Czy warto kupować seriale na DVD? Niestety, ale czasami tak…

Podobnie jak wy (lub większość z was) uwielbiam seriale i filmy w jak najlepszej oprawie audiowizualnej. Niestety, nasz rynek nas nie rozpieszcza, a i są takie przypadki, że cały świat musi zadowolić się mniejszym złem. Do takiej szufladki można już schować wydania DVD, ale nie raz są one jedyną deską ratunku.
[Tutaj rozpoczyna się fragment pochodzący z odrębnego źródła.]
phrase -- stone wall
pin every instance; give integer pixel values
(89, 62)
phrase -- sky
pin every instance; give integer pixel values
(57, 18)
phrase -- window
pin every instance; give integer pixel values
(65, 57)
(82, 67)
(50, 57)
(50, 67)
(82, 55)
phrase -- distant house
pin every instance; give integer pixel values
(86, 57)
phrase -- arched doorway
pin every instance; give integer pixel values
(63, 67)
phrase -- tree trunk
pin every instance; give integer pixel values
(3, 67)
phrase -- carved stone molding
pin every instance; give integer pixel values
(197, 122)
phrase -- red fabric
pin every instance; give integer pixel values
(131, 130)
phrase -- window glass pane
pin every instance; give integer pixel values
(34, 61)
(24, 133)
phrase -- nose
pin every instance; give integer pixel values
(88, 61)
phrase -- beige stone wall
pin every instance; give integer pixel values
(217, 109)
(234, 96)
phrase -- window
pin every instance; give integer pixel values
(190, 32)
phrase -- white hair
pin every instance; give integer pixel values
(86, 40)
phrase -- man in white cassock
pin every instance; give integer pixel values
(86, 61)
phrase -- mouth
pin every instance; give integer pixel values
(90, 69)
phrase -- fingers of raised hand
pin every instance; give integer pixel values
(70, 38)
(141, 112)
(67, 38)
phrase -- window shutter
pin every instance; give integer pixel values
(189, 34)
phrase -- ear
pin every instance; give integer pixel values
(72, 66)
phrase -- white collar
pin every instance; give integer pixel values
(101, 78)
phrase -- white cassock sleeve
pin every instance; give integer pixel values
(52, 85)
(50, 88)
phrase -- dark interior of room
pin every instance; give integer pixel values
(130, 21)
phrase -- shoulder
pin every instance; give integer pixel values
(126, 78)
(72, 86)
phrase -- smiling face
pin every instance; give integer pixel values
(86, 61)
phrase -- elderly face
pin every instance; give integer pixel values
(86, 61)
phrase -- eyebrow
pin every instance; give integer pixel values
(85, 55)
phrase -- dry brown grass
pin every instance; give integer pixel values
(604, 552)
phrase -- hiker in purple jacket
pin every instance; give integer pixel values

Gdy filmy i seriale na DVD były szczytem możliwości

Nie potrafię sobie przypomnieć, jak dokładnie rozpoczęła się moja pasja, ale było to wiele lat temu i początkowo nie mogłem sobie pozwolić na poszerzanie swojej kolekcji filmów w takim tempie, w jakim bym tego chciał. Ograniczały mnie oczywiście finanse i do dziś przypominam sobie kosztujące kilkadziesiąt złotych filmy, na które byłem w stanie wydać wszystkie swoje oszczędności. Na półce w pierwszej kolejności lądowały tytuły najbliższe sercu fana, czyli “Batman” czy “Matrix”, ale z czasem wybierałem też mniej popularne i znane tytuły. Niektóre z nich poznałem dzięki telewizji i szybko zapragnąłem mieć je na własność, by móc oglądać kiedy tylko będę chciał – “Człowiek demolka” nie był łatwy do zdobycia, ale udało się, a regał z pudełkami pełnymi płyt był czymś na wzór własnej usługi VOD w domowym zakątku.

Nie pamiętam, który film kupiłem jako pierwszy, ale pamiętam swój pierwszy serial. Wydania sezonów 1., 2., i 3.  hitu stacji ABC pt. “Lost – Zagubieni” to jedna z najważniejszych zdobyczy, ale późniejszych serii na DVD już nie kupiłem. Dlaczego? Wspomnę teraz, że rozpocząłem też kolekcjonowanie drugiego z ówczesnych hitów, czyli “Prison Break” (“Skazany na smierć”). Ten zestaw także porzuciłem, bo dość szybko okazało się, że oferowana przez DVD jakość obrazu nie wypada zbyt atrakcyjnie na telewizorach, a ich rozmiary będą z roku na rok coraz większe. To nie zwiastowało niczego dobrego, ale płyty zachowałem do celów kolekcjonerskich.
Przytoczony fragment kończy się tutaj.